Kuzey birçok şeyi unutuyor, çünkü unutmak da insana özgü. Ne demiş atalarımız; hafıza-i beşer nisyan ile malüldür. Nisyan ne güzel kelime, isyanı çağrıştırıyor. Ama anlamı unutmak, unutuş. Aklın isyan etme biçimi de unutmaktır belki kimbilir..

Evet birçok şeyi unutuyoruz. Ama halkımız bazı şeyleri unutsa da hatırlatıldığında zihninde berrak bir tablo oluşabiliyor. Mesele bu hatırlatıcı sufleyi kulaklara kim fısıldayacak. Derdimiz bu kadar basit. Kim ayırdına vardıracak unutulanların ve unutulmaması gerekenlerin..

Siyasi partileri düşünüyorum, koskoca bir coğrafyadan memleketin en önemli kurumuna (şimdilerde önemi azaltılmış olsa da) yani meclise kaç kişi gidebiliyor? Kaç milletvekili var bu saydığımız bölgenin yani bölgemizin 36 milletvekili arasında?

Hadi sağ partiler bu coğrafyayı oy deposu belleyip, belediyeleri uzun süredir ellerinde tutuyor.. Peki zaten oldukça az oy alan sol partilerin neden buralardan yerel temsilcileri bulunmuyor.

Niyetim Ankara gibi ülkenin başkenti olan, kozmopolit olması en büyük gereklilik ve zenginliklerinden olan bir şehirde mikro-milliyetçilik yapmak değil sığ bir hemşehricilik yapmak hiç değil.. Ama bir yerin derdini, en iyi o yerin ekmeğini yeyip suyunu içmiş insanlar bilmez mi?

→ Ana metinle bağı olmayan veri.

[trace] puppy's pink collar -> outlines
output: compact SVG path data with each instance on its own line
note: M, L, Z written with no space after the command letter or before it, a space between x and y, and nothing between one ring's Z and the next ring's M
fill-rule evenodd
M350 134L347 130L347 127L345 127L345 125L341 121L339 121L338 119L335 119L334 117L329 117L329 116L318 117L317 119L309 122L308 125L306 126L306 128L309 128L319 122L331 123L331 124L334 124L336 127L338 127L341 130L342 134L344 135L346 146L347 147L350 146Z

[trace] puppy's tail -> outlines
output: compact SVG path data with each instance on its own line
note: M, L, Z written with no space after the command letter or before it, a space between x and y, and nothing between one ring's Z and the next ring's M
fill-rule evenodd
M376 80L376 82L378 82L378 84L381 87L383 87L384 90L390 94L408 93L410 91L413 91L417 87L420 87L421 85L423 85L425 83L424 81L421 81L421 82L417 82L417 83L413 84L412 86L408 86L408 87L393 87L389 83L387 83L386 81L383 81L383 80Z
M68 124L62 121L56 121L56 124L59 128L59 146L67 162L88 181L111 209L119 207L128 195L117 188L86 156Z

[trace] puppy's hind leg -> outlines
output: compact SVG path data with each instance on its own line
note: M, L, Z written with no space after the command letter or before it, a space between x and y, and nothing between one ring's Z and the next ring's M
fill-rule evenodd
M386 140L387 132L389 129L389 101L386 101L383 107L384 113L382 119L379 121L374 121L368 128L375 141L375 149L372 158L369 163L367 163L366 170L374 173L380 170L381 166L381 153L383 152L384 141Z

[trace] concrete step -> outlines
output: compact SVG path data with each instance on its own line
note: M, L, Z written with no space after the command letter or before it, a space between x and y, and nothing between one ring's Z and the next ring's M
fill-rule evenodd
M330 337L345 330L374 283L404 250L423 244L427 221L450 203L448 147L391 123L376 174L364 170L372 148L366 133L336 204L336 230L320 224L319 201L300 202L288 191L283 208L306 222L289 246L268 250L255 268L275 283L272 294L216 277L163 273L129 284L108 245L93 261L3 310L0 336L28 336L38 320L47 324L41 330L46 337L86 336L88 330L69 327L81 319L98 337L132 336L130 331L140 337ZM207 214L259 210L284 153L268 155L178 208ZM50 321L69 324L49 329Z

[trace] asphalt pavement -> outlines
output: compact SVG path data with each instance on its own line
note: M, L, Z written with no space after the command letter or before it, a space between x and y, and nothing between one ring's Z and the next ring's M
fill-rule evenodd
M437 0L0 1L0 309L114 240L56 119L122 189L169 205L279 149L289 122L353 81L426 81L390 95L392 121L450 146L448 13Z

Bu siyasette az birşey midir?

Elbetteki nitelik çok önemlidir ama kişisel niteliğin yanına halkla ilişkiyi koyamayan yerel temsilciler neyi değiştirebilir. İletişim çağında iletişimsiz parti yapıları kurmak ‘derya içre olupta, deryadan habersiz olan’ balık misali değil midir?

Memleketin her bölgesinde partiler bu kadar basit, sonucu olumlu etkileyen ve seçmen davranışlarıyla kolayca gözlemlenebilen yöntemi denerken Ankara’nın kuzeyi neden bütün partiler tarafından meclis için elinin tersiyle itilebiliyor..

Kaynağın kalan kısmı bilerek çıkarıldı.